O afastamento, diz, é necessário para evitar que o senador use o cargo
para dificultar as investigações.
INVESTIGAÇÃO
A operação
Desvid-19, que levou a Polícia Federal a encontrar dinheiro escondido na cueca
do senador, aponta que o agora
ex-vice-líder do Governo no Senado influenciava diretamente na gestão da Saúde
em Roraima.
De acordo
com a PF, o senador comandou esquema de superfaturamento de contratos entre
empresas com as quais tinha ligação e a Secretaria de Saúde de Roraima. Ele
também teria influenciado para a demissão do então chefe da pasta, Allan
Garcês, em fevereiro deste ano.
“As mensagens e as exonerações sugerem forte influência do senador Chico
Rodrigues na Secretaria de Saúde do Estado de Roraima, bem como levantam a
suspeita de que essa influência fosse exercida para fins ilícitos”, diz a PF.
A
investigação começou a partir de depoimento prestado na sede da Polícia
Federal, em Roraima, por 1 servidor público que ocupou os cargos de coordenador
e diretor na Coordenação Geral de Urgência e Emergência da Secretaria de Saúde
de Roraima nos primeiros meses de 2020. Ele é identificado apenas como
Francisvaldo.
Segundo o
depoimento, houve envolvimento de congressistas em fraudes na aquisição de kits
para teste rápido de detecção de covid-19 e em irregularidades no processo de
compra de centrais de ar-condicionado para uma maternidade de Rorainópolis
(RR).
O suposto
esquema criminoso seria operado mediante a destinação de valores de emendas
parlamentares para empresas contratadas pelo poder público, indicadas pelos
próprios congressistas, que atuariam por meio de intermediários.
Os valores
desviados seriam destinados para ações de combate à covid-19 no Estado, como a
aquisição dos kits para teste de covid-19.
OUTRO LADO
O senador
Chico Rodrigues divulgou nota, na última 4ª feira (15.out), em que afirma
que não teve envolvimento em qualquer irregularidade. Disse ainda acreditar na
Justiça e esperar que “se houver algum culpado, que seja punido nos
rigores da lei”. Eis a íntegra:
“Acredito na justiça dos homens e na Justiça Divina. Por este motivo,
estou tranquilo com o fato ocorrido hoje em minha residência em Boa Vista,
capital de Roraima. A Polícia Federal cumpriu sua parte em fazer buscas em uma
investigação na qual meu nome foi citado. No entanto, tive meu lar invadido por
apenas ter feito meu trabalho como parlamentar, trazendo recursos para o
combate à COVID-19 na saúde do estado.
Tenho um passado limpo e uma vida decente. Nunca me envolvi em
escândalos de nenhum porte. Se houve processos contra minha pessoa no passado,
foram provados na justiça que sou inocente. Na vida pública é assim, e, ao logo
dos meus 30 anos dentro da política, conheci muita gente mal intencionada com o
intuito de macular minha imagem, ainda mais em um período eleitoral conturbado,
como está sendo o pleito em nossa capital.

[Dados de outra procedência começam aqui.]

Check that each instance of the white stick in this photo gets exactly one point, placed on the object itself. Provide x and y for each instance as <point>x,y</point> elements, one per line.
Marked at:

Digo a quem me conhece: fique tranquilo. Confio na justiça e vou provar que não tenho nem tive nada a ver com qualquer ato ilícito. Não sou executivo, portanto não sou ordenador de despesas e, como legislativo, sigo fazendo minha parte, trazendo recursos para que Roraima se desenvolva. Que a justiça seja feita e que, se houver algum culpado, que seja punido nos rigores da lei.”